Insegnamento a.a. 2011-2012

20252 - INFORMATION AND THE ARCHITECTURE OF FINANCIAL MARKETS


CLMG - M - IM - MM - AFC - CLAPI - CLEFIN-FINANCE - CLELI - ACME - DES-ESS - EMIT

Department of Finance

Course taught in English

Go to class group/s: 31
CLMG (6 credits - I sem. - OP  |  SECS-P/01) - M (6 credits - I sem. - OP  |  SECS-P/01) - IM (6 credits - I sem. - OP  |  SECS-P/01) - MM (6 credits - I sem. - OP  |  SECS-P/01) - AFC (6 credits - I sem. - OP  |  SECS-P/01) - CLAPI (6 credits - I sem. - OP  |  SECS-P/01) - CLEFIN-FINANCE (6 credits - I sem. - OP  |  SECS-P/01) - CLELI (6 credits - I sem. - OP  |  SECS-P/01) - ACME (6 credits - I sem. - OP  |  SECS-P/01) - DES-ESS (6 credits - I sem. - OP  |  SECS-P/01) - EMIT (6 credits - I sem. - OP  |  SECS-P/01)
Course Director:
BARBARA RINDI

Classes: 31 (I sem.)
Instructors:
Class 31: BARBARA RINDI



Course Objectives

The objective of this course is to provide a comprehensive guide to the theoretical and empirical works developed in the field of market microstructure. Market microstructure is about studying the pricing process under explicit trading rules. While financial economics usually neglects the mechanics of trading, microstructure literature studies how different trading mechanisms affect the price formation process.

Therefore, contrary to the standard asset pricing approach, this field of research assigns a role to transaction costs, asymmetric information and agents' strategic behaviour.

The course is divided into three main sections.

  • Institutions: thorough description of the core features of financial markets structure.
  • Theory: focus on the fundamental models of market microstructure and on some more advanced models that describe how the most sophisticated electronic platforms for trading financial instruments work; use of the models' results to discuss issues on financial market design and regulation.
  • Empirical microstructure: test of the empirical predictions from the theory and use of empirical (structural) models to estimate transaction costs, to explain the components of the bid-ask spread and to interpret anomalous price dynamics. Overview of high frequency datasets.

Course Content Summary

Institutions:

  • Brief description of how a limit order book works: market structures, market participants, orders and order properties; trading rules (order precedence and trade pricing rules) and price discovery.

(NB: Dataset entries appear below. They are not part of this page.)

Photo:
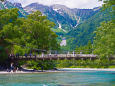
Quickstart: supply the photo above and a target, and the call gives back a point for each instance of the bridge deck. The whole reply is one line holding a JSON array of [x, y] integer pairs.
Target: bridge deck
[[55, 57]]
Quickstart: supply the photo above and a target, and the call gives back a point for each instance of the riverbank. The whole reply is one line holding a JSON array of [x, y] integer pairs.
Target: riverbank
[[60, 70]]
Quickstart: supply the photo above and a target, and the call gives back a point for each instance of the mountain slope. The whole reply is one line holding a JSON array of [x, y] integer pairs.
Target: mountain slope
[[9, 5], [64, 17], [85, 31]]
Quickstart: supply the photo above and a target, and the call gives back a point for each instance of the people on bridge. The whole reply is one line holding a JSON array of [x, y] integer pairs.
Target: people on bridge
[[25, 55]]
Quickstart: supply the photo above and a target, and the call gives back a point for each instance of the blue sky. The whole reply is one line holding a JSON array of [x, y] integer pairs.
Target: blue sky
[[68, 3]]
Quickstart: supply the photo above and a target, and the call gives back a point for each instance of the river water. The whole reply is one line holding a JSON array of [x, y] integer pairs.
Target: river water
[[71, 78]]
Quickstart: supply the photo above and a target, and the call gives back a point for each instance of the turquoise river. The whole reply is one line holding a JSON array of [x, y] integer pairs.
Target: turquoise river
[[70, 78]]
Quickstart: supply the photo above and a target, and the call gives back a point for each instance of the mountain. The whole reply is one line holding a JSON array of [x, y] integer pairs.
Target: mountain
[[85, 31], [73, 26], [64, 17], [9, 5]]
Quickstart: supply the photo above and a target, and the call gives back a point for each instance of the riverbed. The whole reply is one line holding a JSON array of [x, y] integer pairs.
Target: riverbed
[[67, 78]]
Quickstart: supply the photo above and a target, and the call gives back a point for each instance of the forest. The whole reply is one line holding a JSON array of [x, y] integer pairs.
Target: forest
[[27, 34]]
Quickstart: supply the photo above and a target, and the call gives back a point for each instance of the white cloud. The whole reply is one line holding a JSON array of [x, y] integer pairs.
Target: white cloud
[[68, 3]]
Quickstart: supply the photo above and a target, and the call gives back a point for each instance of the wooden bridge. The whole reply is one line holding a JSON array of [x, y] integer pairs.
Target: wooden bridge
[[54, 57]]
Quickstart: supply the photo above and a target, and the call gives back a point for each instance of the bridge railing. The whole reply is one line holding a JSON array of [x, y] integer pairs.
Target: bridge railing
[[57, 56]]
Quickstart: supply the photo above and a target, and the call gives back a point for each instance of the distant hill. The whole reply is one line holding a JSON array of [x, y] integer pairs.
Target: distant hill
[[85, 31], [64, 17], [76, 26], [9, 5]]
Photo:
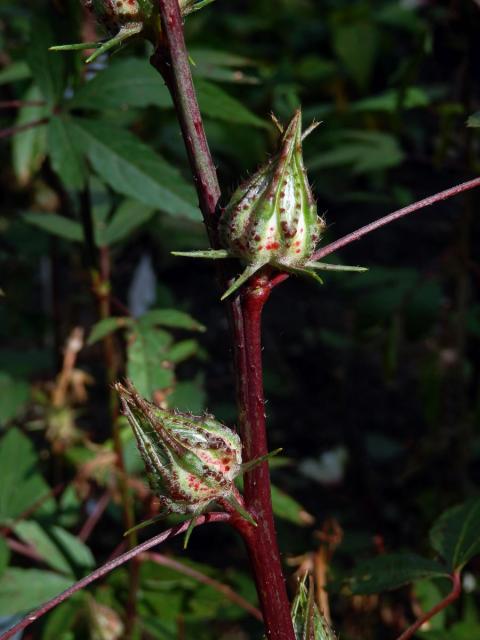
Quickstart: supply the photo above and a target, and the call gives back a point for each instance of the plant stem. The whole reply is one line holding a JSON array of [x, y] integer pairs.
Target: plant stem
[[171, 60], [395, 215], [261, 541], [443, 604], [107, 568]]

Centralization vs fragmentation of trading.

Theory:

  • Models of dealer markets: OTC markets and dealer-based NASDAQ.
  • Information-based models of batch auctions (as opening/closing auctions or intraday auctions): from CAPM to REE models.
  • Models of auction markets (specialist-based NYSE), price discovery and strategic market participants.
  • Inventory-based models and tests of empirical predictions.
  • Models of Limit Order Books: order-driven NASDAQ, ECN, MTF, Euronext, TradElect etc.
  • Models of intermarket competition and Dark Pools.
  • Models of Dealer Markets: OTC markets and dealer-based NASDAQ.

Empirical microstructure:

  • Empirical models of bid-ask spread: order processing, inventory and adverse selection.
  • Estimate of the probability of informed trading (PIN) and extensions.
  • Liquidity and asset pricing.
  • Price discovery and the price effect of trading.
  • Upstairs markets and block trading.

Detailed Description of Assessment Methods

Attending students

Attending students are graded through a written final exam; students may choose to integrate the exam with a written essay.

Non-attending students

Non-attending students may choose between a written exam and a written essay.


Textbooks

  • JONG, RINDI, The Microstructure of Financial Markets, Cambridge University Press, 2009.
  • Articles from Journals: a detailed reading list is provided at the beginning of the course.
Exam textbooks & Online Articles (check availability at the Library)

Prerequisites

Basic mathematics, statistics and finance.